Having barged ahead with its Red Lobster spinoff and shrugged off the counsel of shareholders who sought to have Darden Restaurants (NYSE:DRI) undergo a more complete overhaul, the restaurant operator finds itself in hot water with those who can influence votes. Two widely respected proxy services blasted Darden last week for creating an opaque environment that reflects poorly on its corporate governance practices.
Institutional Shareholder Services says the bylaws change Darden enacted in response to investor efforts to call for a special shareholder meeting to discuss the spinoff "inherently lacks transparency, results in answers whose credibility relies on the credibility of the very board whose judgment is being challenged, and may never reach a moment of denouement." And because of how the restaurant chain has marginalized company critics in the past, Darden's public claim that it's an open organization for investors "rings somewhat hollow" for Glass Lewis.
Last year, hedge fund operator Barington Capital made the case that Darden could halt its decline if it undertook a variety of measures, including spinning off the Red Lobster and Olive Garden chains into a separate company; packaging the remaining growth-oriented concepts like Longhorn Steakhouse, The Capital Grille, and Yard House into another entity; and creating a real estate investment trust.
Perhaps thinking it would mollify the investor, Darden announced it would only shed the seafood chain, causing acrimony to ensue and Barington to say it had lost confidence in management. It's joined in the call for change by fellow hedge fund operator Starboard Capital, which called for a special shareholder meeting to allow investors a chance to voice their concerns and vote in a non-binding referendum to have the spinoff stopped.
Darden, though, says a meeting isn't necessary as its door is always open to investors. However, in case shareholders persisted, Darden enacted changes to its bylaws that give the board discretion on delaying the annual shareholder meeting while requiring shareholders who submit proposals or nominate directors to disclose more information about their plans and their relationship with nominees, to complete a questionnaire about their nominee's qualifications, and reveal discussions they may have had with other shareholders.

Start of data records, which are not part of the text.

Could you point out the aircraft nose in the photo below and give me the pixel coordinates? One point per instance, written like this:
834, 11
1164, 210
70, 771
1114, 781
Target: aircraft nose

Now both proxy services endorsed Starboard's call for a special meeting of shareholders, with the ISS concluding, "the value of a shareholder meeting is precisely that it provides a definitive, authentic, and unassailable answer to the question of what shareholders want."
I'm not sure I disagree with Darden's view that spinning off Red Lobster is rightly in the purview of management discretion, that it has the responsibility of operating the business, and that having to hold a special meeting of investors every time someone disagrees with what it does is a costly distraction. Yet its ham-handed approach to dealing with dissension puts the restaurant operator in a negative light, making it looking like it's trying to quash all those who disagree with its plans.
There is some merit to Barington's recommendations, though the exact details could always be different, and Starboard is simply seeking to have Darden slow down and seek out a more holistic approach. Instead, Darden Restaurants has brought the situation to a boiling point, putting it at odds with investor advocates, and positioning itself in a net from which it will find difficultly disentangling itself.